Kathryn Schulz: Wrongology In a TED Talk and Book

From Kathryn Schulz, wrongologist:

If we have goals and dreams and we want to do our best, and if we love people and we don’t want to hurt them or lose them, we should feel pain when things go wrong. The point isn’t to live without any regrets, the point is to not hate ourselves for having them…We need to learn to love the flawed, imperfect things that we create, and to forgive ourselves for creating them. Regret doesn’t remind us that we did badly — it reminds us that we know we can do better. 

The inability to experience regret is one of the diagnostic characteristics of sociopaths. 

Journalist Kathryn Schulz has been called the world’s leading “wrongologist.” A book with great reviews and a TED talk seem to back up this distinction.

From the synopsis found on the website of her Being Wrong: Adventures in the Margin of Error (2010):

In Being Wrong, journalist Kathryn Schulz explores why we find it so gratifying to be right and so maddening to be mistaken, and how this attitude toward error corrodes our relationships—whether between family members, colleagues, neighbors, or nations. Along the way, she takes us on a fascinating tour of human fallibility, from wrongful convictions to no-fault divorce, medical mistakes to misadventures at sea, failed prophecies to false memories, ‘I told you so!‘ to ‘Mistakes were made.’ Drawing on thinkers as varied as Augustine, Darwin, Freud, Gertrude Stein, Alan Greenspan, and Groucho Marx, she proposes a new way of looking at wrongness. In this view, error is both a given and a gift – one that can transform our worldviews, our relationships, and, most profoundly, ourselves.

Dwight Garner highlights many noteworthy aspects of Schulz’s book in his review in The New York Times. Some of his points follow (directly quoted from the review):

  • The idea that error can be eradicated, she writes, can lead to frightening and reactionary impulses. (Gulags, purges.)
  • She charts the three stages of our disbelief at other people’s ideas when they differ from our own. (We first assume that they are ignorant, then idiotic, finally evil.)
  • She is epigrammatic. (‘No one plans to end up on the wrong side of history.’)
  • She has gobbled books and culture like Ms. Pac-Man. She’s comfortable with everyone from Jonathan Franzen to Heidegger, and from Pliny the Elder to Beyoncé.
  • Ms. Schulz notes how many of our beliefs are accidents of fate, hinging on things like our places of birth. She is pro argument, pro talking it out. She quotes the comedian Penn Jillette as saying, ‘One of the quickest ways to find out if you are wrong is to state what you believe.’
  • Most of all she is for skepticism. But she also points out that the ability to interrogate our beliefs is (in the words of a writer named William Hirstein), a ‘cognitive luxury.’ It takes time, brains and patience.
  • ‘Error, even though it sometimes feels like despair, is actually much closer in spirit to hope,’ Ms.

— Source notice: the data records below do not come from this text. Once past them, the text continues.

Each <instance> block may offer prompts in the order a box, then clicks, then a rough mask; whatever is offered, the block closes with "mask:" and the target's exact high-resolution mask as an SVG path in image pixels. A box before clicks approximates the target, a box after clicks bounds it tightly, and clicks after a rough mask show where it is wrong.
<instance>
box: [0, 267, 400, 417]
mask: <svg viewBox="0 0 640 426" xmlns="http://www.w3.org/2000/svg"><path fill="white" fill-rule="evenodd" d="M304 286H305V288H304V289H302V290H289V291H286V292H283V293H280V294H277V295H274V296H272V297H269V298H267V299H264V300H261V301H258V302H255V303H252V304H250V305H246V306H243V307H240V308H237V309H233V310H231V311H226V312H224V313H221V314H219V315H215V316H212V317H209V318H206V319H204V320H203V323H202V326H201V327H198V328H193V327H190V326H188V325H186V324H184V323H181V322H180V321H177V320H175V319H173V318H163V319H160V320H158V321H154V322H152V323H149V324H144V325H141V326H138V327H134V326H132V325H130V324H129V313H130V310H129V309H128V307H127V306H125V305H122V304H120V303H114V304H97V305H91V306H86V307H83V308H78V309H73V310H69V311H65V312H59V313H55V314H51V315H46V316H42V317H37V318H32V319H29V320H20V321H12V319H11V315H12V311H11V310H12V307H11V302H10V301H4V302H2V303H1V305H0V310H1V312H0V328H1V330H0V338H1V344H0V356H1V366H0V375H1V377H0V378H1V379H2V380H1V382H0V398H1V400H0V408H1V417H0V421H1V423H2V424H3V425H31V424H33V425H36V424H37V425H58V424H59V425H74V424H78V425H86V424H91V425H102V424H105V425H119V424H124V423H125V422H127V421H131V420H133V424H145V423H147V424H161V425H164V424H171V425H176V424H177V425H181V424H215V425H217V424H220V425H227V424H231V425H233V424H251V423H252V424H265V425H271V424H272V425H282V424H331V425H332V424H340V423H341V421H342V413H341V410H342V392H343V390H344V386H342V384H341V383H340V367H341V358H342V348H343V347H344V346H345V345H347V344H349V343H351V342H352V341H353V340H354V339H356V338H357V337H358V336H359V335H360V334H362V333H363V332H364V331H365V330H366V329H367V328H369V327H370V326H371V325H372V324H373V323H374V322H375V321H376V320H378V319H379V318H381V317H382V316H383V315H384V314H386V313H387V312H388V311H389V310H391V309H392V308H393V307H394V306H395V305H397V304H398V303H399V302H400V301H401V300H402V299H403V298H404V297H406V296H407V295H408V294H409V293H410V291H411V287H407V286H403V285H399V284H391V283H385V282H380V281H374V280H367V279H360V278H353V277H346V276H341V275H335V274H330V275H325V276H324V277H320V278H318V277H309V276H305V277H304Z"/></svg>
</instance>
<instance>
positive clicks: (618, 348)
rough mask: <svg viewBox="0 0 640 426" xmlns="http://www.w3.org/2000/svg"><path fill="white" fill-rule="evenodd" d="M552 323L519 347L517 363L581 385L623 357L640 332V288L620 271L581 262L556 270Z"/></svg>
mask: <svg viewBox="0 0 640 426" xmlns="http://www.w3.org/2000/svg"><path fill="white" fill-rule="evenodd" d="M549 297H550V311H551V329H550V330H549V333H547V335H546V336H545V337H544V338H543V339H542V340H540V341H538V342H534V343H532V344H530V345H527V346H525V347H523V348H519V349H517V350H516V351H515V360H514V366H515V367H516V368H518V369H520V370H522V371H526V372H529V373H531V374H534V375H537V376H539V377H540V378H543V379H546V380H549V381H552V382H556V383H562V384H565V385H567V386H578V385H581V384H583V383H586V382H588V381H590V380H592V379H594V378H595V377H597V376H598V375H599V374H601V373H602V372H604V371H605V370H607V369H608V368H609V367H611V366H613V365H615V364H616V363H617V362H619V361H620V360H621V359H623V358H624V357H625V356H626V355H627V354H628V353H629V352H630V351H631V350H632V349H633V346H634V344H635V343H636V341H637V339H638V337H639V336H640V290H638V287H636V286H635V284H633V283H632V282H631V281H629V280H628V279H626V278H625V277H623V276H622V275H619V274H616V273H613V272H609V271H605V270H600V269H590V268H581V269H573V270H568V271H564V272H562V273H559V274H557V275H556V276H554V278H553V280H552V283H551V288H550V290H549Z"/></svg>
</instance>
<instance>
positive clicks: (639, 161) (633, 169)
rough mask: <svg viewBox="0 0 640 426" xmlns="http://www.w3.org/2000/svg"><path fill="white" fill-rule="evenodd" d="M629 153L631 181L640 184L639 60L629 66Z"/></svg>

Schulz writes. ‘We get things wrong because we have an enduring confidence in our own minds; and we face up to that wrongness in the faith that, having learned something, we will get it right next time.’

Similarly, Daniel Gilbert, also in The New York Times, gives his own positive critique and a sampling of Schulz:

  • [Schulz is] a warm, witty and welcome presence who confides in her readers rather than lecturing them. It doesn’t hurt that she combines lucid prose with perfect comic timing.
  • For most of us, errors are like cockroaches: we stomp them the moment we see them and then flush the corpse as fast as we can, never pausing to contemplate the intricate design of nature’s great survivor, never asking what it might reveal beyond itself. Schulz is the patient naturalist who carefully examines the nasty little miracles the rest of us so eagerly discard.
  • (S)he suggests that one reason people are so wildly overconfident in the accuracy of their beliefs is that being wrong has no telltale phenomenology. We know what it feels like to have been wrong in the past, perhaps just seconds ago, but not what it feels like to be wrong in the present, because the instant we realize that what we believe is wrong, we no longer believe it. ‘It does feel like something to be wrong,’ she says. ‘It feels like being right.’
  • When Schulz suggests that memory and imagination are essentially forms of error — the perception of events that aren’t actually happening — we wonder what she could be thinking, and why we didn’t think of it first.